Applications: 1) identification of extra-cellular and intracellular pathogens: intra-lesional virus, partially degraded bacteria, 2) identification of mRNA for a certain protein: lack/presence of certain structural proteins, enzymes, cytokines, 3) clonality testing of cel populations: clonal or polyclonal infiltrates of T cells or B cells. Each T cell rearranges the T cell receptor genes and has therefore a unique segment of DNA, the variable region of the TCR. This can be used to determine whether a population of T cells is clonal and ergo has the exact same variable region, or if it is polyclonal and hence has different variable regions. The same procedure can be used for B lymphocytes, because they rearrange the V region of their B cell receptors /immunoglobulins.
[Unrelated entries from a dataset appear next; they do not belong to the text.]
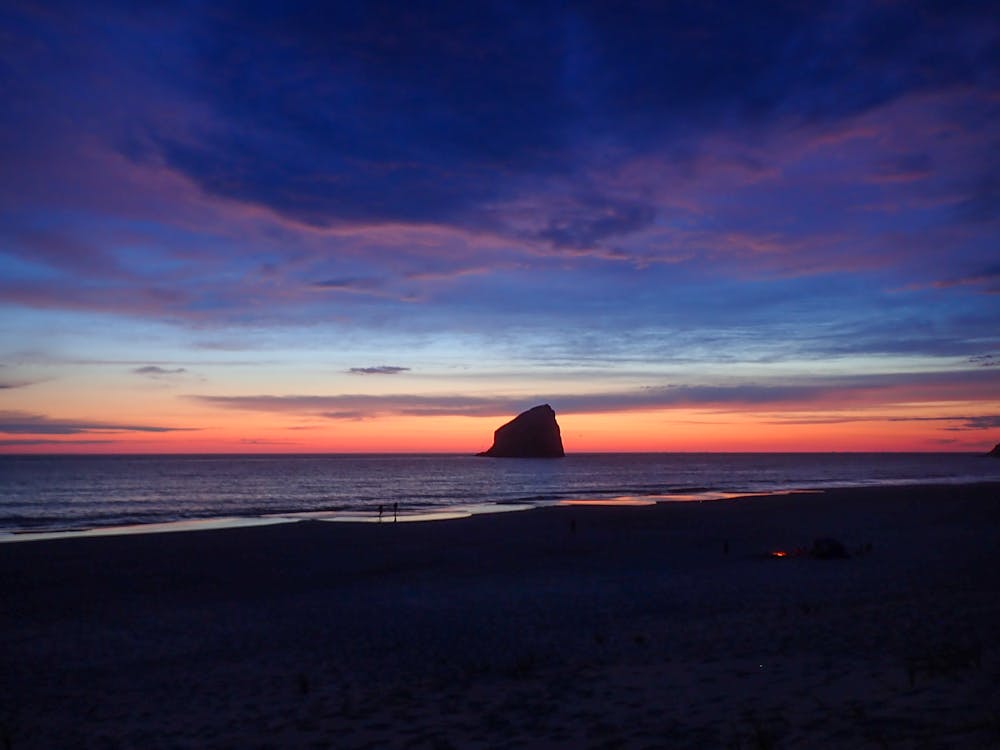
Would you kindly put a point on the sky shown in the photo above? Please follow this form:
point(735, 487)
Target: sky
point(391, 226)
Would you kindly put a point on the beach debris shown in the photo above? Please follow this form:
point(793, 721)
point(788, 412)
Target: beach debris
point(531, 434)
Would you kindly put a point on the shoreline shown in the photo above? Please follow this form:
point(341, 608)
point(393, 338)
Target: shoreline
point(443, 512)
point(631, 627)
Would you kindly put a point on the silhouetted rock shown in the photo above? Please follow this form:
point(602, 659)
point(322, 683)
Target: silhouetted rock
point(828, 549)
point(531, 434)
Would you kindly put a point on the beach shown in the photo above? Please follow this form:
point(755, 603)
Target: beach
point(668, 625)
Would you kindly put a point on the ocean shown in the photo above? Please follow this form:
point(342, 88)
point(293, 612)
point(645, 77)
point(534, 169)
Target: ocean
point(59, 494)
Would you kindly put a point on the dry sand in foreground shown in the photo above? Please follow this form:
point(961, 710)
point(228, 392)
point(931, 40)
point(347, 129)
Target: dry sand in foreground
point(564, 627)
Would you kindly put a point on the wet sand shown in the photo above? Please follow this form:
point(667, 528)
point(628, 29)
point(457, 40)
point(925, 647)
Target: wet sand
point(633, 627)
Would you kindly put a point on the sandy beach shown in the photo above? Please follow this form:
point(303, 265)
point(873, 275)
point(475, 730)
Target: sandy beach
point(572, 627)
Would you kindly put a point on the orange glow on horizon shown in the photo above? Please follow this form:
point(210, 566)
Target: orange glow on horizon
point(674, 430)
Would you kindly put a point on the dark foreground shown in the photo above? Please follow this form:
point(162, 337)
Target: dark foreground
point(666, 626)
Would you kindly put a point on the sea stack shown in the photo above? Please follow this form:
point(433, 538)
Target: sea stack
point(531, 434)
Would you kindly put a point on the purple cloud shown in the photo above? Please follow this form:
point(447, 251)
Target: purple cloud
point(25, 423)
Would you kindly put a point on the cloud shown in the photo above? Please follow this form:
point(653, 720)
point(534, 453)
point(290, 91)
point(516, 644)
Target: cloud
point(25, 423)
point(379, 370)
point(982, 422)
point(987, 281)
point(835, 392)
point(28, 442)
point(156, 371)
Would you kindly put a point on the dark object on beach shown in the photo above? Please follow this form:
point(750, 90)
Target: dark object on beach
point(828, 549)
point(531, 434)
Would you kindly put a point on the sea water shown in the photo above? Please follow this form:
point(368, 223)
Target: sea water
point(71, 493)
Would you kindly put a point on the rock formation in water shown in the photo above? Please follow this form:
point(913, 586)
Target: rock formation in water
point(531, 434)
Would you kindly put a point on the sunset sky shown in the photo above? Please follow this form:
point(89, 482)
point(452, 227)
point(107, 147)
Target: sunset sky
point(699, 226)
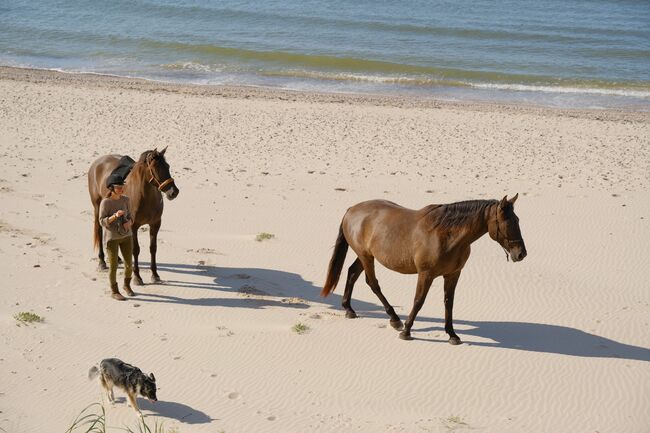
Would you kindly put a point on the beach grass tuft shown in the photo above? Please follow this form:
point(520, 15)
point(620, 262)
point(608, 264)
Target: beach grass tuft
point(26, 317)
point(300, 328)
point(92, 419)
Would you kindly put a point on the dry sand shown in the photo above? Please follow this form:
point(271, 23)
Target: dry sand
point(557, 343)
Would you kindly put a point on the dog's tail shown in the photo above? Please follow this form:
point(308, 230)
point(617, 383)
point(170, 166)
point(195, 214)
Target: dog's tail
point(93, 372)
point(336, 263)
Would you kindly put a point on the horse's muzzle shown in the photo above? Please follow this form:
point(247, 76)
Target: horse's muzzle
point(518, 255)
point(172, 192)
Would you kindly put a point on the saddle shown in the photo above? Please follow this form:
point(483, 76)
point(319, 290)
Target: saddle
point(122, 170)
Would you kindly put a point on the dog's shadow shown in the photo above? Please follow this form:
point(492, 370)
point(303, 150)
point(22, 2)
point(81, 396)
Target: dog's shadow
point(177, 411)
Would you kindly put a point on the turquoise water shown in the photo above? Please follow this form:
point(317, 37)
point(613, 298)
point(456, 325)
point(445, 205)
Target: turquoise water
point(581, 53)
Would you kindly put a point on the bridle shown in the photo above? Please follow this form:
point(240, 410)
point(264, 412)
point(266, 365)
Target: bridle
point(507, 241)
point(161, 185)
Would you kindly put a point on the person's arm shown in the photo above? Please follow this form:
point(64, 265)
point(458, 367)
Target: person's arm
point(105, 219)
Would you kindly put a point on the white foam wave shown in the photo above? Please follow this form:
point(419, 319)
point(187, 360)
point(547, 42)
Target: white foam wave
point(559, 89)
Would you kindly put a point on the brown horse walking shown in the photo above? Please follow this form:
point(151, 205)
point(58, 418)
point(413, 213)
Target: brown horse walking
point(147, 180)
point(430, 242)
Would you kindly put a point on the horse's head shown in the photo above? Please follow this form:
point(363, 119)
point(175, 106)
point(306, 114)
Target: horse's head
point(503, 227)
point(159, 172)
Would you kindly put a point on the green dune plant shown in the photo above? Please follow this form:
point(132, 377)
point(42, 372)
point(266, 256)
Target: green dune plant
point(27, 317)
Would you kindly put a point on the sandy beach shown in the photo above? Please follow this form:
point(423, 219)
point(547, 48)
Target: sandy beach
point(556, 343)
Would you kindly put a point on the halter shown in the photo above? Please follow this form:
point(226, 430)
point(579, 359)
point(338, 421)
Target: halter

B. In situ hybridization: Radioactive or enzyme labeled probes (small segments of DNA or RNA) are directly applied to tissue samples. The presence of DNA or RNA of interest (pathogens, virus, bacteria, cytokines, hormones, enzymes etc) can be identified in the context of the tissue sample and a particular cell population. In situ hybridization can be combined with immunohistochemistry. A disadvantage of in situ hybridization: very small amounts of RNA and DNA may not give enough signals to be visualize without amplification.

Applications: 1) identification of extracellular and intracellular pathogens: virus, parasites, mycobacteria, 2) identification of mRNA for a certain proteins: enzymes, cytokines, structural proteins

C. Alternative procedures are Southern blots to detect DNA and Northern blots to detect RNA. These procedures are more labor intensive and used more for research purposes than diagnostics.